Para lá do arco-íris

Crianças e jovens que, pela sua condição física ou mental, necessitam de apoios materiais, de auxiliares e recursos específicos, têm sido mantidos em casa ou remetidos para espaços e atividades alternativas.

Créditos / Ekonomista

A pandemia fez-nos vir para casa em março e deixar a escola, um confinamento de primavera, traumático para muitas crianças e famílias, mas também para muitos  professores e auxiliares; semanas que deixaram rastos, talvez difíceis de apagar.

Voltamos em setembro a ter a maioria das crianças nas escolas, com direito  ao professor e à sala física, agora em condições diferentes das que sempre conhecemos. Mas, com as imagens coloridas dos arco-íris a darem as boas-vindas, em que zona cinzenta ficaram outras crianças e jovens?

Se a grande maioria, mesmo em condições precárias e difíceis, voltou à sala de aula e ao ansiado recreio e às conversas com os amigos, para muitas outras crianças e jovens ir à escola e ver garantido o direito à educação tornou-se, neste ano particularmente difícil, uma impossibilidade prática.

Crianças e jovens que, pela sua condição física ou mental, necessitam de apoios materiais, de auxiliares e recursos específicos, têm sido mantidos em casa, ou remetidos para espaços e atividades alternativas às que são realizadas pela turma onde têm o direito de estar inseridos.

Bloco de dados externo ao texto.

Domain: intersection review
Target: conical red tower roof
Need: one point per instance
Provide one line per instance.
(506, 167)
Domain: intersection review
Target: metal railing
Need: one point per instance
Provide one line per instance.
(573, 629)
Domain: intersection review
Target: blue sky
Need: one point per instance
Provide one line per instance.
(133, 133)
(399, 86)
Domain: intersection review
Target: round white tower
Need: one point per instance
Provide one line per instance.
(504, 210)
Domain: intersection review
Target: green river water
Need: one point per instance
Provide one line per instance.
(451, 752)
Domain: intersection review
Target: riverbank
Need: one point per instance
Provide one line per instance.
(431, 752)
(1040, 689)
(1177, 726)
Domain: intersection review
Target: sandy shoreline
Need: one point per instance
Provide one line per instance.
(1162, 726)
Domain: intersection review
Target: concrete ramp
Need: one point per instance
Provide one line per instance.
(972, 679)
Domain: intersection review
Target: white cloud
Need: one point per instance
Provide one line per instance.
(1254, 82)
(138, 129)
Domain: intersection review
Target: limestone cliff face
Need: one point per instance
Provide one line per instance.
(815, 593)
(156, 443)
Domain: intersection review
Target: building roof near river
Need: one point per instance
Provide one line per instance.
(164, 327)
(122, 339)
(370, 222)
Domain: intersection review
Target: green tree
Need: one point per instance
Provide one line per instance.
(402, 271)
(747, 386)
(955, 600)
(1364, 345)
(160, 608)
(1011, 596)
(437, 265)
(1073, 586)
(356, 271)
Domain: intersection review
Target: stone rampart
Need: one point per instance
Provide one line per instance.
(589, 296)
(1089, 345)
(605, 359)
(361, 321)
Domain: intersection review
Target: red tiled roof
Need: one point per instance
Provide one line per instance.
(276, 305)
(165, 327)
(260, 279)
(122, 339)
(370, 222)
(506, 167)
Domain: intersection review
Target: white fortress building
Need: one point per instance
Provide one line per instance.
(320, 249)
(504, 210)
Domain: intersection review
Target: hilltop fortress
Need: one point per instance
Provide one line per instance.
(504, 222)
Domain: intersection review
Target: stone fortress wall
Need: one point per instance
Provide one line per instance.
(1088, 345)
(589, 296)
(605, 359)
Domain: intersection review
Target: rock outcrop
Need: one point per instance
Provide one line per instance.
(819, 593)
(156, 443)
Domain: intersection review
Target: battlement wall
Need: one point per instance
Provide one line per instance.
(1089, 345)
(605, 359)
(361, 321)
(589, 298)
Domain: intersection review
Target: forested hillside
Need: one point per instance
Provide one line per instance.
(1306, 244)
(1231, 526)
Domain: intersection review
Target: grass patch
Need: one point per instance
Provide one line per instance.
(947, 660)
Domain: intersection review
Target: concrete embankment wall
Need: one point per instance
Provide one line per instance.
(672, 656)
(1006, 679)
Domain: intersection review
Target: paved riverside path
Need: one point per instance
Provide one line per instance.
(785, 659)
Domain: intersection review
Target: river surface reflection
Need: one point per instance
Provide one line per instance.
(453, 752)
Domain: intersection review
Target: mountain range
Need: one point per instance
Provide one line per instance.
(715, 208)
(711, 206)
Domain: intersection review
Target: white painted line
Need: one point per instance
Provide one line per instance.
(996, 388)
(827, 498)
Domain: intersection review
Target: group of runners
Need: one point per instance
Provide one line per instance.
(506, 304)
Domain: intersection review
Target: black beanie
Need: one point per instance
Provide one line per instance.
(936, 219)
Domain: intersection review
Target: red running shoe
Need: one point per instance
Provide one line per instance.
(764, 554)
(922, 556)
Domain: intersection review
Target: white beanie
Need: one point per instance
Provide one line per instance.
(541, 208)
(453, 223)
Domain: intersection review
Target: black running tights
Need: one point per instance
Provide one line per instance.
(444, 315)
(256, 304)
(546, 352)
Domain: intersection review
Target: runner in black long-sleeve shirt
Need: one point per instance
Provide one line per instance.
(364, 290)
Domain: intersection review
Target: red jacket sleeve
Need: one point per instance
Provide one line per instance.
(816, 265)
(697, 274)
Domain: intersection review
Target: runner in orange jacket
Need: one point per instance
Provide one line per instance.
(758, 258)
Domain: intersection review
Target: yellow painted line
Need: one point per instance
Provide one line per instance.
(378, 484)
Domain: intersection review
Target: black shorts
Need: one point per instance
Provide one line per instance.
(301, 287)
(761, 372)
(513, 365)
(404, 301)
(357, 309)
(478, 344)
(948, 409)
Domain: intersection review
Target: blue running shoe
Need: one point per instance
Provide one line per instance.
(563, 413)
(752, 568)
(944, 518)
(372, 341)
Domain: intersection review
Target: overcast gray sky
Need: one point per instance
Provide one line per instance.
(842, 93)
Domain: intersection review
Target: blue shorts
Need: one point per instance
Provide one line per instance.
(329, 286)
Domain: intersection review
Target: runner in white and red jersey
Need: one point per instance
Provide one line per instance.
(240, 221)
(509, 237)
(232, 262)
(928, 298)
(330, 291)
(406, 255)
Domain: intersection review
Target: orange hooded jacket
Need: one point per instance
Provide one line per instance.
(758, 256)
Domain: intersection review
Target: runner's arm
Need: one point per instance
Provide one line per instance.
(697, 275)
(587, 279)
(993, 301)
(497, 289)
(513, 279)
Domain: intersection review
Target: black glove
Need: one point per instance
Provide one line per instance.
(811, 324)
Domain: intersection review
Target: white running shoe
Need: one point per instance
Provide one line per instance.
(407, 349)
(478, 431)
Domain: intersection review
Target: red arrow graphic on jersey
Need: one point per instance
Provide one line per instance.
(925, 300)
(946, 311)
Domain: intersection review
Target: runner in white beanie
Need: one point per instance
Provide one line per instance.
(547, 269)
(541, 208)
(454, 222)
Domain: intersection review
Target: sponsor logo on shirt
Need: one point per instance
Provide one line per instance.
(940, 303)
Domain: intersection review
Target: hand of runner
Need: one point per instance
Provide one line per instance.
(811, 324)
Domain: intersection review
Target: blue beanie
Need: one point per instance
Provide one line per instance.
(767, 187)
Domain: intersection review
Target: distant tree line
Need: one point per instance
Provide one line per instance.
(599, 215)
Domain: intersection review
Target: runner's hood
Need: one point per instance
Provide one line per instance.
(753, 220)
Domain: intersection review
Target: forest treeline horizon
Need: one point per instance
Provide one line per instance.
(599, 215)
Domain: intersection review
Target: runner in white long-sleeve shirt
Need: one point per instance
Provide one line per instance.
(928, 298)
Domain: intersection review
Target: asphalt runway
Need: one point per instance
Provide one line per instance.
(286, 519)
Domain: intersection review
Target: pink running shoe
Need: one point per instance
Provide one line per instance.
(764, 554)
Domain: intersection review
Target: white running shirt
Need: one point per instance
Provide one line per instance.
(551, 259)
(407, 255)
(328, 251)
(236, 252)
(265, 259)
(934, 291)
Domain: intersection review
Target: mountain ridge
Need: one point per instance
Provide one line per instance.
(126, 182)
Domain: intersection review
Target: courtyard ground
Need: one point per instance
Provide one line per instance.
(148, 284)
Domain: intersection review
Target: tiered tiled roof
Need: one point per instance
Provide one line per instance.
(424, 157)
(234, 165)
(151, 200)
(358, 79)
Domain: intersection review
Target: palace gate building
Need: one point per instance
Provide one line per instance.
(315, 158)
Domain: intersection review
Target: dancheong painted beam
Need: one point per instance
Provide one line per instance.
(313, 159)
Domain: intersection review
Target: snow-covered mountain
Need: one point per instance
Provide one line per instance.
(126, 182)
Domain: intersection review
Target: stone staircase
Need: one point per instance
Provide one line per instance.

Às portas do mês de dezembro, como balanço do que tem sido este primeiro período, este assunto não pode continuar a ser ignorado e deixado a cargo das famílias, como se de um problema da esfera familiar se tratasse. Estas crianças e estes jovens têm direito à educação, a frequentar a escola pública e a desenvolver as suas capacidades em pleno; têm direito a estar inseridas num ambiente de cuidado, de desafio e de ensino de qualidade, um ambiente de igualdade efetiva.

Em julho deste ano, em plenas férias escolares, a FENPROF, a APD, a CNOD, e também diversos pais e encarregados de educação, promoveram uma conferência de imprensa à porta do Ministério da Educação. Foram dos primeiros a chamar a atenção para a falta de condições concretas para o regresso à escola destas crianças e jovens.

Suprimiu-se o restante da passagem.